France: Au procès, on n’attend plus que DSK

 

Dominique Strauss-Kahn devra convaincre les juges qu’il ne savait pas que ses partenaires sexuelles de rencontre étaient des «pros», rétribuées par ses amis.

Il est venu lundi, à l’ouverture du procès, celui que toute la presse attend parce qu’il est la célébrité mondiale qui rend l’affaire hors norme. Mais l’homme politique déchu, emporté par le scandale du Sofitel en 2011 et une nouvelle fois exposé par l’affaire du Carlton, n’a répondu alors qu’à quelques questions en préambule du président du tribunal correctionnel, Bernard Lemaire.

Est-il déjà allé à l’hôtel Carlton? A-t-il rencontré deux des principaux co-prévenus, René Kojfer, le chargé de relations publiques de l’hôtel, cheville ouvrière supposée du réseau, et Dominique Alderweireld, alias Dodo la saumure, accusé d’en être le pourvoyeur? «Jamais».
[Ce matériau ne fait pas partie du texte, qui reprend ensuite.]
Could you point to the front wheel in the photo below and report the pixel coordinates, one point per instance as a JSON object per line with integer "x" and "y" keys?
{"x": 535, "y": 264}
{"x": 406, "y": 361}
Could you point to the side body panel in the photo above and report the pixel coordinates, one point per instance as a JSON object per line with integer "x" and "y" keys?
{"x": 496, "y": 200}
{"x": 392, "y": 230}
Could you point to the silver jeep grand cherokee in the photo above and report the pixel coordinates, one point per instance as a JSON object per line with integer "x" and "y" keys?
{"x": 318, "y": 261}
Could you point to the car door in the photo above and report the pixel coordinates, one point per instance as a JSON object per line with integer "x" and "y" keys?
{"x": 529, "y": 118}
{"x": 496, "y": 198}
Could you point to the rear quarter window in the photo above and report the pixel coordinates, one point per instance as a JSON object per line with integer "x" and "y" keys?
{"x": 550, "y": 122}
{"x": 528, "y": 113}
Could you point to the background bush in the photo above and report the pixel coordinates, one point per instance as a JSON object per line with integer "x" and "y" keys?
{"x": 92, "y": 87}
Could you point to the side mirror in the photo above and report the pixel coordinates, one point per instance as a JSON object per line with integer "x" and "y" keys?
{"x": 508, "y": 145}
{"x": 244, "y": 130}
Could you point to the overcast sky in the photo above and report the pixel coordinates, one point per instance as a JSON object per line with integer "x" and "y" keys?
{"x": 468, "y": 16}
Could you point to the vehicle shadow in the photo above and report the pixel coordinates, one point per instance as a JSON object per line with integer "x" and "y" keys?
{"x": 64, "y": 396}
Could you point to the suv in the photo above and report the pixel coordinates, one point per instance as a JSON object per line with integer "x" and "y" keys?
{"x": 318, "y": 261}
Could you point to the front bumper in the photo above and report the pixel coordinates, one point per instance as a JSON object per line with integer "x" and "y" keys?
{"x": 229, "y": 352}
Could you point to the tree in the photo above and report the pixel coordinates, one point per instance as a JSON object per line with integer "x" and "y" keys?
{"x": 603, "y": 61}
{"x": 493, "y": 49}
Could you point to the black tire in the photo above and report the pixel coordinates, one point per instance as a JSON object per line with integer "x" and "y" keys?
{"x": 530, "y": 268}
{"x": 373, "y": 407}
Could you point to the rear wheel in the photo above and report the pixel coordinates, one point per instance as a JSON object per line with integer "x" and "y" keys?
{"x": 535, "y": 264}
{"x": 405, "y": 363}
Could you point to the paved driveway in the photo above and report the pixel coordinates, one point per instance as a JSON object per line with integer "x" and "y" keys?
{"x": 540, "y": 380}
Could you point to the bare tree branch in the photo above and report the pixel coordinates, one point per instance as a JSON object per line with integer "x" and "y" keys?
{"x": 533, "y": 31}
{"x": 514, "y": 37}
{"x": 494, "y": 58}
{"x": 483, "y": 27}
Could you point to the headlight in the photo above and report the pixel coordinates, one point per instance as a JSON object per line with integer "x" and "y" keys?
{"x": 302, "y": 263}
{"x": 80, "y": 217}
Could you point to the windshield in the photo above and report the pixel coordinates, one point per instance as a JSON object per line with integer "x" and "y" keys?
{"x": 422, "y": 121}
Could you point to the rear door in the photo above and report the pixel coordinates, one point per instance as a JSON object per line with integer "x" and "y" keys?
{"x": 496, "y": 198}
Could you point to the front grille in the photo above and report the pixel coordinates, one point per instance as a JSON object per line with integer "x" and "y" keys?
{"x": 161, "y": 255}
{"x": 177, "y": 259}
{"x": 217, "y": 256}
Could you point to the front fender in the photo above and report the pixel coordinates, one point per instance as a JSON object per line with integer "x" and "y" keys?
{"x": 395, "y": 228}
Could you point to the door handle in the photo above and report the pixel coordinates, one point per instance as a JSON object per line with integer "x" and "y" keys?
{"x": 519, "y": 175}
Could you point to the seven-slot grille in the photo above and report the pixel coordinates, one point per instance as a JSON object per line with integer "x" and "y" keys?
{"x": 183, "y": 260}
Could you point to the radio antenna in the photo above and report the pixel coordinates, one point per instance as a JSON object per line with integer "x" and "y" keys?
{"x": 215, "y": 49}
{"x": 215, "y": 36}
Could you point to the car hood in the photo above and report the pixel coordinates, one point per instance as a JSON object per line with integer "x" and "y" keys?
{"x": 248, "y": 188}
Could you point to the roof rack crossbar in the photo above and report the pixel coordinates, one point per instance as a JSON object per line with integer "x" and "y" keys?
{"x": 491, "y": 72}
Pour le reste, déclare le juge, «on en reparlera la semaine prochaine». «Bien sûr», lui dit M. Strauss-Kahn, visage fermé mais affable.

«Roi de la fête»

Au cours de son audition, l’ancien directeur du Fonds monétaire international (FMI), longtemps favori pour l’élection présidentielle de 2012, va devoir effectivement «reparler», au fond et dans le détail, du principal soupçon qui le vise: celui d’avoir été le «Roi de la fête», de ces parties fines pour lesquelles ses amis rameutaient des prostituées.

Simple libertinage, vie privée, s’est toujours défendu DSK, plaidant l’ignorance. Il encourt toutefois 10 ans de prison et 1,5 million d’euros d’amende si les juges ne concluent pas à la relaxe et ne suivent pas le parquet, qui avait requis le non-lieu durant l’instruction.
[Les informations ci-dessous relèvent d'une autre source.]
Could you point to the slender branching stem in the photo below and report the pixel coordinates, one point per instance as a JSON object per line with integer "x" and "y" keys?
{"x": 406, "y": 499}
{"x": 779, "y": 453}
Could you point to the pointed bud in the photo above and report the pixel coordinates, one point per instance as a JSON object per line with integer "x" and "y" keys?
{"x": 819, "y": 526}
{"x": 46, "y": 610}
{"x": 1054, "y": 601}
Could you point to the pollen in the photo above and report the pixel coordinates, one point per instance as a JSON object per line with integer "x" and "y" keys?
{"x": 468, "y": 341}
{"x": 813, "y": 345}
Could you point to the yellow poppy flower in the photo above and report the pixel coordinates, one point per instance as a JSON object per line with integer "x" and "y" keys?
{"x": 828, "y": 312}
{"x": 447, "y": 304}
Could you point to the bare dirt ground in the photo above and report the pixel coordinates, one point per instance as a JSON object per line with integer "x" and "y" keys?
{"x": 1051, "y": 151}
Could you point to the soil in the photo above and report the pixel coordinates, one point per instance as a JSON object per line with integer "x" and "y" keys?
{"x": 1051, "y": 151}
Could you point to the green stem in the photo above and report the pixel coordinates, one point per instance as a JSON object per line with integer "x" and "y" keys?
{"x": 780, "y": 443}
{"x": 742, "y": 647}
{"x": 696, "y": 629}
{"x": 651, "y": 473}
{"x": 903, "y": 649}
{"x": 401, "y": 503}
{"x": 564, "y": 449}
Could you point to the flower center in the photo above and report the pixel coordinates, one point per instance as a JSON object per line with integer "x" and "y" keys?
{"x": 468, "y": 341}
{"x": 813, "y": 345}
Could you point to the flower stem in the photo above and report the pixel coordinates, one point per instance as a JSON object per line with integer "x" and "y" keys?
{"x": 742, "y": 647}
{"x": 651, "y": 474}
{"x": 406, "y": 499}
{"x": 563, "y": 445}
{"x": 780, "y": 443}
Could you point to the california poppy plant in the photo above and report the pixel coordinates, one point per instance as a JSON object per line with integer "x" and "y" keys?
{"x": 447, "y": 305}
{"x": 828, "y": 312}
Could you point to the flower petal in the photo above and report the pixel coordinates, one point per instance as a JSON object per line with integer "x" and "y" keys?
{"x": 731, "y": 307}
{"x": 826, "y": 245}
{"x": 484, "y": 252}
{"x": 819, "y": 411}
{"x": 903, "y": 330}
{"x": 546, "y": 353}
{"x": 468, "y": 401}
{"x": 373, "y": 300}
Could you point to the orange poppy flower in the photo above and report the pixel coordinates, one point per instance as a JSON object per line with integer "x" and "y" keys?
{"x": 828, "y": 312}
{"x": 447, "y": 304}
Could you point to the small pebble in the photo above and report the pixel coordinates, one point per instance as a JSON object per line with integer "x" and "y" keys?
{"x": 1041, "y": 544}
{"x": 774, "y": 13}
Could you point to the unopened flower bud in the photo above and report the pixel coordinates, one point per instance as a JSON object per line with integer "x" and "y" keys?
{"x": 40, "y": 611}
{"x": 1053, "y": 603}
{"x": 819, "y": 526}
L’épreuve à venir pour Strauss-Kahn, qui constituera le clou de cette deuxième semaine du procès, c’est sa confrontation avec les témoignages d’anciennes prostituées. Elles le trouvent, sarcastiquement, au mieux «bien naïf», pour un homme qui a exercé de si hautes responsabilités, de n’avoir deviné leur qualité de dame galante, lors d’ébats sexuels qu’elles ont pu qualifier de «carnage».
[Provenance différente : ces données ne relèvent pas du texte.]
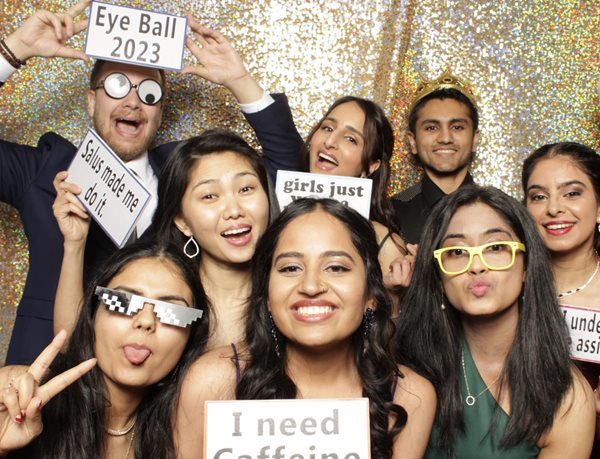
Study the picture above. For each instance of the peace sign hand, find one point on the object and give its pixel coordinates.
(21, 401)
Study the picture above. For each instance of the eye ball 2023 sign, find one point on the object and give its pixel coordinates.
(134, 36)
(287, 429)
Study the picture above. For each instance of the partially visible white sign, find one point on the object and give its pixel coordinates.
(351, 191)
(303, 428)
(584, 328)
(140, 37)
(110, 192)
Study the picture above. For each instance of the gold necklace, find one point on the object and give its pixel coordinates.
(469, 399)
(581, 287)
(120, 432)
(130, 443)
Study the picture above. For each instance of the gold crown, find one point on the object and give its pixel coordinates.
(445, 81)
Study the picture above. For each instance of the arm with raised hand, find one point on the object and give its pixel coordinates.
(217, 61)
(45, 34)
(73, 221)
(23, 397)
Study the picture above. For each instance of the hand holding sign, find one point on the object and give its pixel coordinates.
(22, 400)
(45, 34)
(71, 216)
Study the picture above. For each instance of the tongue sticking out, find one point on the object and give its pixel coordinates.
(135, 355)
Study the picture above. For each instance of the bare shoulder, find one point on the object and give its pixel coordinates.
(212, 375)
(414, 391)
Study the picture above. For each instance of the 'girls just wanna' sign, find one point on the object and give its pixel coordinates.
(139, 37)
(287, 429)
(351, 191)
(584, 330)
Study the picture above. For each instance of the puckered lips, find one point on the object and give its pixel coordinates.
(238, 235)
(326, 161)
(446, 150)
(479, 287)
(136, 354)
(313, 310)
(558, 227)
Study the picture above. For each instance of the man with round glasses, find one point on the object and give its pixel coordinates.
(125, 103)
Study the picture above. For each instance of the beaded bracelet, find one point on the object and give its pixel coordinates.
(10, 56)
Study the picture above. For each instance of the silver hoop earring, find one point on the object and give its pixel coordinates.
(194, 244)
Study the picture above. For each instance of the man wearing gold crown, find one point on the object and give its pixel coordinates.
(443, 135)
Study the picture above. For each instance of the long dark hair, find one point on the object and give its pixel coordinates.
(74, 421)
(175, 178)
(586, 159)
(429, 339)
(379, 146)
(265, 376)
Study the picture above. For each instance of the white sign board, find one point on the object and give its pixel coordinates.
(110, 192)
(139, 37)
(351, 191)
(304, 428)
(584, 328)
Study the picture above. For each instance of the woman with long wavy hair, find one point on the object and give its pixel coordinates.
(318, 326)
(142, 323)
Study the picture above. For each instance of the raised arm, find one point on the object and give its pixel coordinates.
(23, 397)
(45, 34)
(73, 221)
(269, 116)
(417, 396)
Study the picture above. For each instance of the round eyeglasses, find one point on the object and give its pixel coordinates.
(496, 256)
(117, 86)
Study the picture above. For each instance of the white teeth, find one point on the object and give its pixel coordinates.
(559, 226)
(314, 310)
(328, 158)
(233, 232)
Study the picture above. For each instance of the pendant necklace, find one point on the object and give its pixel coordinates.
(469, 399)
(580, 288)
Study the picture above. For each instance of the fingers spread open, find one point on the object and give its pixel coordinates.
(63, 380)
Témoignages de prostituées

Le président Lemaire a toutefois prévenu lundi: «Le tribunal n’est pas le gardien de l’ordre moral mais celui du droit et de sa bonne application». Un rappel utile pour les deux camps en présence mais aussi une boussole pour une opinion publique à laquelle les détails croustillants de ces témoignages pourraient faire perdre le nord.

Derrière le proxénétisme aggravé qui le motive, ce procès ne devrait donc pas tourner à la dénonciation de la prostitution que souhaitent les associations qui se sont portées partie civile.

Ce que l’on peut retenir de la première semaine, plus que ceux de huit des 14 prévenus qui ont comparu, c’est pourtant bien le témoignage de plusieurs de ces femmes, également parties civiles. Malgré la difficulté d’évoquer un passé qu’elles avaient mis tant d’énergie à dissimuler à leurs proches et qui vient soudainement resurgir.

«Filles», parfois «maîtresses», l’euphémisme est souvent de mise au procès du Carlton. Il faut parfois «parler clair» et appeler ces dames des prostituées. «On a du mal à poser les mots», a fait remarquer à plusieurs reprises la substitut du procureur, Aline Clérot.

Théories du complot

Alors face aux bonnes réparties, au cynisme de prévenus qui en ont vu d’autres, aux truculences de Dodo qui prétend «faire de l’Audiard», le témoignage parfois glaçant des anciennes prostituées est venu rappeler que ce monde est loin d’être festif et tout rose.

«On était à 12 ou 15 dans une cuisine de 3 mètres sur 5 (…). On se préparait et on était présentées comme de la viande sur des esses (crochets de bouchet). Il fallait une certaine variété pour que le client puisse faire son marché», raconte «Jade», de son expérience dans une maison de Dodo la Saumure, en Belgique.

Enfin, la première semaine aura été marquée par les va et vient de la théorie du complot. «Tout est orchestré, tout est organisé!», a martelé l’un des prévenus, avocat de son métier, qui invoque un «cabinet noir» visant DSK.